Harvard needs to look not at student culture but at the faculty culture that created this mess. I have heard not a word to suggest it has any intention of doing so. I don't doubt that the particular professor has felt some blowback. But the fault cannot be just his, since he apparently had been setting low expectations for his students for several years, and nobody in the department or in the university administration cared enough to stop him. If they didn't notice something that hundreds of students knew, that in itself is a cultural problem. It would mean, among other things, that nobody is reading all those student evaluations we mandate must take place for every course.
I expect that the handling of the case will continue to be under the direction of Harvard's lawyers and communications experts, who will discourage any form of public introspection that would suggest, on the eve of a fund drive kick-off, the existence of huge holes in the university's masthead claim that "Harvard University is devoted to excellence in teaching, learning, and research."
Harvard needs to be as honest with itself as MIT is being.

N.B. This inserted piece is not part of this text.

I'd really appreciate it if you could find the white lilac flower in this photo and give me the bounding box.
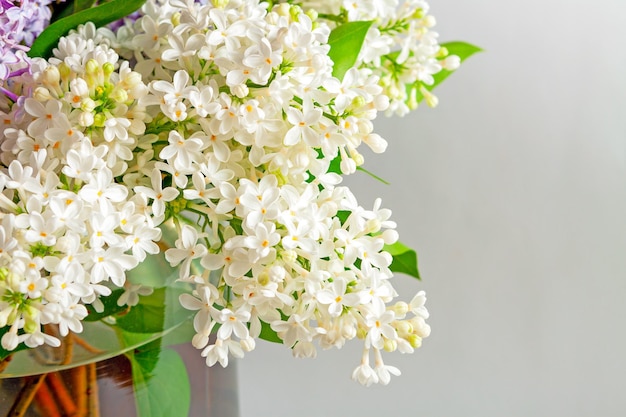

In some ways the tragedies are disproportionate; the Gov 1310 mess has cost no lives that I know of, though I understand that some students were under severe psychological stress, lost weight, and so on. On the other hand, it seems that many dozens will have their lives permanently altered by the experience and the black mark that goes with it on their transcript.
From my conversations with families and students involved in the Gov 1310 case, what strikes me is how un-family-like they feel their interactions with the university have been. Harvard's disciplinary process is meant to be paternalistic; to be sure parents must sometime discipline their children while still loving them. There is not much sense out there among the Gov 1310 students I know that Harvard loves them.
Good for MIT for recognizing that its reputation will, in the long run, be enhanced if it tries to figure out if and where it went wrong with Aaron Swartz, and that the best way to do that, in a family setting, is to ask a wise uncle to figure it out and report to the community. I wish Harvard had the same attitude.